Patients with Crohn's disease on anti-tumor necrosis factor therapy are at significant risk of inadequate response to the 23-valent pneumococcal polysaccharide vaccine
- Author(s)
- Chang Kyun Lee; Hyun-Soo Kim; Byong Duk Ye; Kang-Moon Lee; You Sun Kim; Sang Youl Rhee; Hyo-Jong Kim; Suk-Kyun Yang; Won Moon; Ja-Seol Koo; Suck-Ho Lee; Geom Seog Seo; Soo Jung Park; Chang Hwan Choi; Sung-Ae Jung; Sung Noh Hong; Jong Pil Im; Eun Soo Kim; The Korean Association for the Study of Intestinal Diseases
(KASID) Study
- Keimyung Author(s)
- Kim, Eun Soo
- Department
- Dept. of Internal Medicine (내과학)
- Journal Title
- Journal of Crohn's and Colitis
- Issued Date
- 2014
- Volume
- 8
- Issue
- 5
- Keyword
- Crohn's disease; Inflammatory bowel disease; Immunosuppressive agents; Pneumococcal vaccine
- Abstract
- Background/aims: The effect of immunosuppressants on the efficacy of a variety of vaccines is
a controversial issue in patients with inflammatory bowel disease (IBD).
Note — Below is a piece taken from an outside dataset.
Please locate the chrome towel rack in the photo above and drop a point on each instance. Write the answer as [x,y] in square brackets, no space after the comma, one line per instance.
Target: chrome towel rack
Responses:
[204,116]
In this study we
determined whether specific immunosuppressants impair the serological response to the
standard 23-valent pneumococcal polysaccharide vaccine (PPSV23) in a large cohort of patients
with Crohn's disease (CD).
Methods: This was a multi-center, prospective observational study of adult patients with CD at
15 academic teaching hospitals in Korea. The study population received one intramuscular
injection of PPSV23. Anti-pneumococcal IgG antibody titers were measured by immunoassay
prior to and 4 weeks after vaccination. All vaccination-related adverse events and the effect of
the vaccine on disease activity were also evaluated.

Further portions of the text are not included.